Darüber hinaus rügt die Klägerin eine Reihe von Verfahrensmängeln. Die Entscheidung des FG sei nicht mit Gründen versehen, da das FG auf einen zuvor nach summarischer Prüfung ergangenen Beschluss wegen Aussetzung der Vollziehung Bezug genommen habe. Auch habe es sich nicht mit ihrer, der Klägerin, Krankheit auseinander gesetzt. Es sei nicht wirksam auf mündliche Verhandlung verzichtet worden. Schließlich sei das Recht auf Gehör verletzt worden, da ihr, der Klägerin, der Schriftsatz des FA vom erst mit dem Urteil übersandt worden sei.
II. Die Beschwerde ist begründet. Die Vorentscheidung leidet unter einem Verfahrensmangel, der zugleich einen absoluten Revisionsgrund darstellt.
Die Entscheidung des FG ist nach § 90 Abs. 2 der Finanzgerichtsordnung (FGO) ohne mündliche Verhandlung ergangen. Das sei —so das FG— mit Einverständnis der Beteiligten geschehen. Dieses Einverständnis hat jedoch nicht vorgelegen. Lediglich die Klägerin hatte auf eine mündliche Verhandlung verzichtet. Das FA hatte mit Schriftsatz vom nur gemäß § 79a Abs. 3 und 4 FGO sein Einverständnis mit einer Entscheidung durch den Vorsitzenden oder den Berichterstatter erklärt und darüber hinaus lediglich „eine Entscheidung durch Gerichtsbescheid…befürwortet”. Damit war das FA nicht nach den Vorschriften des Gesetzes vertreten (§ 119 Nr. 4 FGO, vgl. , BFHE 151, 297, BStBl II 1988, 141).
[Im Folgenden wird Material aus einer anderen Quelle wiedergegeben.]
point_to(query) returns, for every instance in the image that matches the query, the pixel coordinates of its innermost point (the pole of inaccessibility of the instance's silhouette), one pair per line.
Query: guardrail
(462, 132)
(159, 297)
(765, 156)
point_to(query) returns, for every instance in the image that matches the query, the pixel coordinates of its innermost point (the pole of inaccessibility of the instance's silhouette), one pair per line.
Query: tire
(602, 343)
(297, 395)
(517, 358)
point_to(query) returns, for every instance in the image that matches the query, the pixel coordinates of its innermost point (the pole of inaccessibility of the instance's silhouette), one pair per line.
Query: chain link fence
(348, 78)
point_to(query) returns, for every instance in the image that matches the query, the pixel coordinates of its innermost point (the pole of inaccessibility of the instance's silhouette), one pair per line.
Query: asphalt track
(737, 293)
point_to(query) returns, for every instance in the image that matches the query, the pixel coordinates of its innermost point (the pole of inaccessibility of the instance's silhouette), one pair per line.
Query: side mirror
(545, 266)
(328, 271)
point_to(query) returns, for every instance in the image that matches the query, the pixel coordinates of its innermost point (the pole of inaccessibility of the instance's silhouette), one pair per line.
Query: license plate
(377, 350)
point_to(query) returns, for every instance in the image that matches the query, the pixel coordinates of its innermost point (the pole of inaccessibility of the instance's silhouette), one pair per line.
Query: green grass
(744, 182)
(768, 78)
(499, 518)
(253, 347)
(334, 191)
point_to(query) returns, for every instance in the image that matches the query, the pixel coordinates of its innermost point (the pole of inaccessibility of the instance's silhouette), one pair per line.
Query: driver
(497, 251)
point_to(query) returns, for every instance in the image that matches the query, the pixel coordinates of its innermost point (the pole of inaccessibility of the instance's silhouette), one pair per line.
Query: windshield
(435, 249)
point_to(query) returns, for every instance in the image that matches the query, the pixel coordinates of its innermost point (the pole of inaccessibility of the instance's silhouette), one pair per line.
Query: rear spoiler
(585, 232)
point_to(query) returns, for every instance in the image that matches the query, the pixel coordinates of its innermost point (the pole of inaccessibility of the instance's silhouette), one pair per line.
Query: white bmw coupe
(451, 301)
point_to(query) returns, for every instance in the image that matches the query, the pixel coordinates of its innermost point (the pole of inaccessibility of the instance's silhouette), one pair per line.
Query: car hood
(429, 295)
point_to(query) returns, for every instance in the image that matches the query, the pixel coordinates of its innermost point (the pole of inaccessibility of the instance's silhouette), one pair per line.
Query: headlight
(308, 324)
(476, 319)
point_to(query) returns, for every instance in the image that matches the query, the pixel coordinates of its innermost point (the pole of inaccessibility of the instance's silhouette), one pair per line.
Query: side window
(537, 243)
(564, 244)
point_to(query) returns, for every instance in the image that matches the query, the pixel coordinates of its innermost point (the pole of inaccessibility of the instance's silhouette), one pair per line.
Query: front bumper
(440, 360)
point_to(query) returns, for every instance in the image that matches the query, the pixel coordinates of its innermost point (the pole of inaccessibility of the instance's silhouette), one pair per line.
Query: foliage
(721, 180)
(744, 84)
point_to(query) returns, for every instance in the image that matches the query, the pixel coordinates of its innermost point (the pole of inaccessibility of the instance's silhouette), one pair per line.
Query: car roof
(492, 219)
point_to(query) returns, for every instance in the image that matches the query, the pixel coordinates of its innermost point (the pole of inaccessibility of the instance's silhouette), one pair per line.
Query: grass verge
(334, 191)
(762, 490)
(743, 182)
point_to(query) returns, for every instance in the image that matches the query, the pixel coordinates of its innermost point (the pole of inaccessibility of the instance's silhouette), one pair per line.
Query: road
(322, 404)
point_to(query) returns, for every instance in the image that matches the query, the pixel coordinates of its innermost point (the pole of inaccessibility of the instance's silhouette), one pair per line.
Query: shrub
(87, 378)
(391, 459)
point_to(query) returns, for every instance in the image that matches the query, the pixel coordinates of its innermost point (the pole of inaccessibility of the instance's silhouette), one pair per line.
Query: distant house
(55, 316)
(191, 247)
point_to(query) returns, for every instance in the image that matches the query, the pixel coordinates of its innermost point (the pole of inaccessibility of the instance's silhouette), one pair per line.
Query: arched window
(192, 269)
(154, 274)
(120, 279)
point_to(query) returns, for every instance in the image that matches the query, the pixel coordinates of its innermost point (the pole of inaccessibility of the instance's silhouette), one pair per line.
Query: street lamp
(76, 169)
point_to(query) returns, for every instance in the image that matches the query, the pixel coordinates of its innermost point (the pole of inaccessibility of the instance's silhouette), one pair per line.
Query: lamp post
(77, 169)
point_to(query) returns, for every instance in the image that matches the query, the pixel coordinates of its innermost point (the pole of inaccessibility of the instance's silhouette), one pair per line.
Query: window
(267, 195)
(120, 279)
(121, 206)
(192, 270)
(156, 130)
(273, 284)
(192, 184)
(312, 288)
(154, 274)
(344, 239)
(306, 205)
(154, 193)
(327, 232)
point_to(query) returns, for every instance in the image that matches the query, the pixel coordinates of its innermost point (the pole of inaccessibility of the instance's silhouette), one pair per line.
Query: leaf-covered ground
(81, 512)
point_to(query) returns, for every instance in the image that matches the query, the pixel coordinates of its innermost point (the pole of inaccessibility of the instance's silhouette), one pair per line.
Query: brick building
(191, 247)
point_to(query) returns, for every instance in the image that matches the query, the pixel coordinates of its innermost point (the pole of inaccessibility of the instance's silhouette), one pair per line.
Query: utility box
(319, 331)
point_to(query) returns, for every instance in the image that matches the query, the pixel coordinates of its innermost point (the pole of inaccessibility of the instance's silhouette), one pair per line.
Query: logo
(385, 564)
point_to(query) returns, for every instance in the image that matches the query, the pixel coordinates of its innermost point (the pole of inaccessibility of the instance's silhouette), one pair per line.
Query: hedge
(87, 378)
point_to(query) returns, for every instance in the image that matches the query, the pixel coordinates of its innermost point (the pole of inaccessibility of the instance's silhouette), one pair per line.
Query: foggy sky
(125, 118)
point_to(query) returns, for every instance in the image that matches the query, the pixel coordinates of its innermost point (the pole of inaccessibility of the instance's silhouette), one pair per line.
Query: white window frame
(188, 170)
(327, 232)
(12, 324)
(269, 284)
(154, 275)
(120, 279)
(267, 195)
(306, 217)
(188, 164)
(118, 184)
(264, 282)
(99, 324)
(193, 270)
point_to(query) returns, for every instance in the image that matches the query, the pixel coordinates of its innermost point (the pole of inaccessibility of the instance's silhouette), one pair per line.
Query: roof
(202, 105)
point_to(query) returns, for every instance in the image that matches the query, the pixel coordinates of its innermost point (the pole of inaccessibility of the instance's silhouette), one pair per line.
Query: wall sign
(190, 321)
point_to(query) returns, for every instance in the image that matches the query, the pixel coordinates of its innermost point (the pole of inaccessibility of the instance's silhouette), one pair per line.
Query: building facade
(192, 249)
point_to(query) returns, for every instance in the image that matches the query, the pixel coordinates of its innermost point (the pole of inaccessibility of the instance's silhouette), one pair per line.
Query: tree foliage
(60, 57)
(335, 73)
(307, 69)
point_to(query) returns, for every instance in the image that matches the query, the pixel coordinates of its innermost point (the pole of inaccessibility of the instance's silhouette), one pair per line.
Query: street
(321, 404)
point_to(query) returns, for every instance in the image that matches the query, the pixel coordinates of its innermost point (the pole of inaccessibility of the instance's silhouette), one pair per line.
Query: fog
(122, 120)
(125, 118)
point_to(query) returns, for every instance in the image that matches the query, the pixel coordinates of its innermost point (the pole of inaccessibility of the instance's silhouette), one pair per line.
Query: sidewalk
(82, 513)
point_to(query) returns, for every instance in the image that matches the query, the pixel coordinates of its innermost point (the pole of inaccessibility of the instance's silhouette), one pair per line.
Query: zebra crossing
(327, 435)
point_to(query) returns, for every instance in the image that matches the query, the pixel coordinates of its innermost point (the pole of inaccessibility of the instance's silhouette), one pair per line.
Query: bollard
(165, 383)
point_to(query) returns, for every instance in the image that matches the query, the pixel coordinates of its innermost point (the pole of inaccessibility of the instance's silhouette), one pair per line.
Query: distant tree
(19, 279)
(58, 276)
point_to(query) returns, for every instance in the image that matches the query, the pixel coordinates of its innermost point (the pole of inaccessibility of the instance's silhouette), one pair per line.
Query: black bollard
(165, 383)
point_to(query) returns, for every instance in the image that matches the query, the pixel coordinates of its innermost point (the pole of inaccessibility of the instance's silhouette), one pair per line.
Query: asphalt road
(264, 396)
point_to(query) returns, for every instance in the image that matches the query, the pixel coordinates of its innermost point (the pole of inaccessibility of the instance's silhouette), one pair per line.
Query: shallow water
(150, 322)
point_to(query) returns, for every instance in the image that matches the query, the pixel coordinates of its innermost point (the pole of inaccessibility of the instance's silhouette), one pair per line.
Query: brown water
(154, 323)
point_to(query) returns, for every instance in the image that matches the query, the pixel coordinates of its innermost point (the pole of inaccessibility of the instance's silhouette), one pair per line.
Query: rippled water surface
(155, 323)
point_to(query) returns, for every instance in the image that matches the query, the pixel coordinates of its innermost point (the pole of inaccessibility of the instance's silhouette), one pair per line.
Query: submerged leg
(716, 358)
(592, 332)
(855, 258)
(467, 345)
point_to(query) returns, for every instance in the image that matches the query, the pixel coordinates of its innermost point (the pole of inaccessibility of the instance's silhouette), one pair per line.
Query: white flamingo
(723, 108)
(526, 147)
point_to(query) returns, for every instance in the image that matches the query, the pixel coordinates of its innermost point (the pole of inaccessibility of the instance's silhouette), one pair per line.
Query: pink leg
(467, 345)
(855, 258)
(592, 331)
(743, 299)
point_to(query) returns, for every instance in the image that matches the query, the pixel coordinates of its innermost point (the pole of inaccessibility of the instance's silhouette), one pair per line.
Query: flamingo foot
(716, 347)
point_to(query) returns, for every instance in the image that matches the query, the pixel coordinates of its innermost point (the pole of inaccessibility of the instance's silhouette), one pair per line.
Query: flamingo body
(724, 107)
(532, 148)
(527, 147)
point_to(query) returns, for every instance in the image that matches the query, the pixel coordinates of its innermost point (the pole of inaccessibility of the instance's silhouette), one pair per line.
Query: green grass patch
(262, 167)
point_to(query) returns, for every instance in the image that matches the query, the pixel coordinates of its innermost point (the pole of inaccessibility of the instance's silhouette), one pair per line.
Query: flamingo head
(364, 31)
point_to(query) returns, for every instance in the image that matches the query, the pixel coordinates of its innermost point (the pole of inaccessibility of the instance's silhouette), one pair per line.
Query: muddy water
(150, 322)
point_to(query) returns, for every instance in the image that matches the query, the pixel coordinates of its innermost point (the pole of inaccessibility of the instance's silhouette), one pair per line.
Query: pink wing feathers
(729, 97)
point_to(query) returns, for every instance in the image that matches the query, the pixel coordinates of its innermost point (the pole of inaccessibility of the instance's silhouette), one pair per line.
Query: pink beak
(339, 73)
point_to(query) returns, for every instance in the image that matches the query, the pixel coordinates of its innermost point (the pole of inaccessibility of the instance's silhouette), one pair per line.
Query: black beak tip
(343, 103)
Den Verfahrensmangel des § 119 Nr. 4 FGO kann auch derjenige Beteiligte rügen, der —wie die Klägerin— den Verzicht auf mündliche Verhandlung erklärt hatte (, BFH/NV 1998, 32; Lange in Hübschmann/Hepp/Spitaler, § 119 FGO Rz. 322). Solange nicht auch der andere Beteiligte auf mündliche Verhandlung verzichtet, braucht der Verzichtende nicht mit einer Entscheidung ohne mündliche Verhandlung zu rechnen. Bei einem absoluten Revisionsgrund ist unerheblich, ob die Vorentscheidung auf dem Verfahrensmangel beruht. Die Klägerin hat den Verfahrensmangel des § 119 Nr. 4 FGO auch ausreichend gerügt.
Der Senat hält es für sachgerecht, gemäß § 116 Abs. 6 FGO die Vorentscheidung wegen dieses Verfahrensfehlers aufzuheben und den Rechtsstreit zur anderweitigen Verhandlung und Entscheidung zurückzuverweisen.